Facebook last year launched a lawsuit against NSO Group, accusing the company of reverse-engineering and subverting its popular WhatsApp instant messaging service to send spyware to the devices of approximately 1,400 people, including attorneys, journalists, human rights activists and political dissidents worldwide in order to steal information from the users.

NSO Group is now trying to overturn a federal court decision that allowed the case to proceed.

Natalia Krapiva, legal counsel for Access Now, said NSO's hacking of WhatsApp “has enormous human costs.”

“The attack invaded the victims' privacy, damaged their reputation, and continues to endanger their work and livelihoods,” she said in a statement.

Krapiva added, “NSO actively facilitated targeting of these individuals, and the notion that they should now escape accountability in US courts because they were 'following orders' of dictators defeats any notion of justice.”

On Monday, a group of technology giants including Microsoft Corp., Dell, Google and Cisco Systems Inc. filed a similar brief that warned that NSO's hacking tools posed a danger to the safety of users across the internet.

The companies argued that granting NSO Group immunity would “further encourage the burgeoning cyber surveillance industry to develop, sell and use tools to exploit vulnerabilities in violation of US law.”

The companies said they were concerned that NSO Group’s spyware tools could ultimately be obtained by “malicious actors other than the initial customer,” whom they said could use the technology to “cripple infrastructure, commit large-scale financial crime, or cause other catastrophic damage.”

Separately, the Electronic Frontier Foundation, a digital rights group, lodged another amicus brief, saying NSO had become “notorious for facilitating human rights abuses.”
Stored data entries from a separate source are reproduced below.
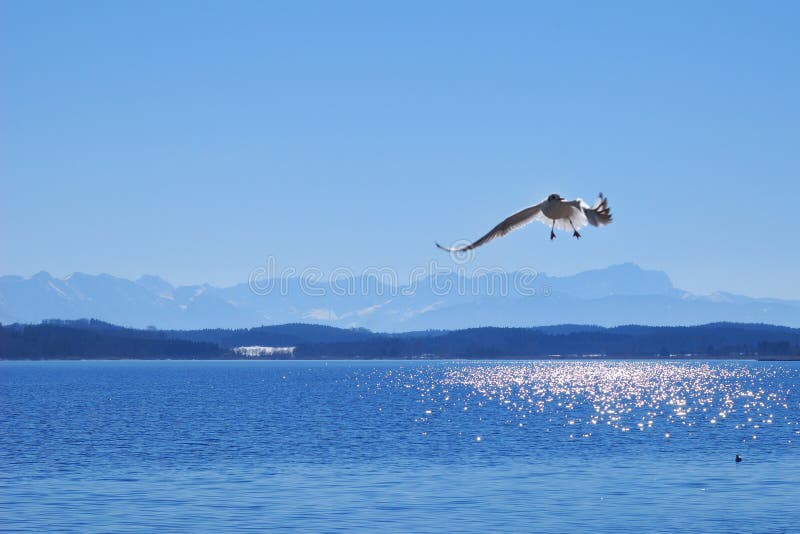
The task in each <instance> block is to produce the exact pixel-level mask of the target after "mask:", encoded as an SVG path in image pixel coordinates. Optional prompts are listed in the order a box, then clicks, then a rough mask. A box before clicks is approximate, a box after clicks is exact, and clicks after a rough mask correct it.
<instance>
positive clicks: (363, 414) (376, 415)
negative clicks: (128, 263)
mask: <svg viewBox="0 0 800 534" xmlns="http://www.w3.org/2000/svg"><path fill="white" fill-rule="evenodd" d="M736 454H740V455H741V456H742V457H743V459H744V460H743V462H741V463H739V464H737V463H736V462H734V457H735V455H736ZM798 503H800V365H798V364H796V363H781V362H776V363H756V362H674V363H654V362H609V361H601V362H463V361H447V362H376V361H370V362H260V361H252V362H251V361H235V362H201V361H195V362H178V361H157V362H141V361H139V362H136V361H109V362H0V529H11V530H30V531H37V532H38V531H45V530H50V531H52V530H59V531H65V530H66V531H69V530H72V531H82V532H83V531H128V530H131V531H137V530H154V529H162V530H190V529H192V530H198V529H200V530H234V529H260V530H265V529H273V530H275V529H287V530H291V529H297V530H306V531H308V530H311V531H335V530H347V531H350V530H374V529H377V528H380V529H384V530H388V531H397V530H403V531H422V532H424V531H443V530H447V531H484V532H485V531H566V530H575V529H581V530H588V529H592V530H597V531H614V532H619V531H647V532H653V531H670V530H676V529H678V530H692V531H726V532H729V531H739V532H781V531H796V529H797V526H798V524H800V505H799V504H798Z"/></svg>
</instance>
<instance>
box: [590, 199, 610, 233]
mask: <svg viewBox="0 0 800 534" xmlns="http://www.w3.org/2000/svg"><path fill="white" fill-rule="evenodd" d="M585 213H586V218H587V219H588V220H589V224H591V225H592V226H605V225H607V224H611V208H609V207H608V199H607V198H606V197H605V196H603V193H600V195H599V198H598V199H597V202H596V203H595V205H594V206H592V207H591V208H590V209H588V210H585Z"/></svg>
NSO Group is well-known for selling hacking software to government clients.

According to the Israeli company’s marketing materials, once Pegasus has been covertly placed on a mobile phone, it can gather information about the device’s location, access its camera, microphone and internal hard drive, and record emails, phone calls and text messages.

The software had also been used to hack into the WhatsApp account of prominent dissident Saudi journalist Jamal Khashoggi, who was brutally murdered and dismembered at the Saudi consulate in Istanbul in October 2018.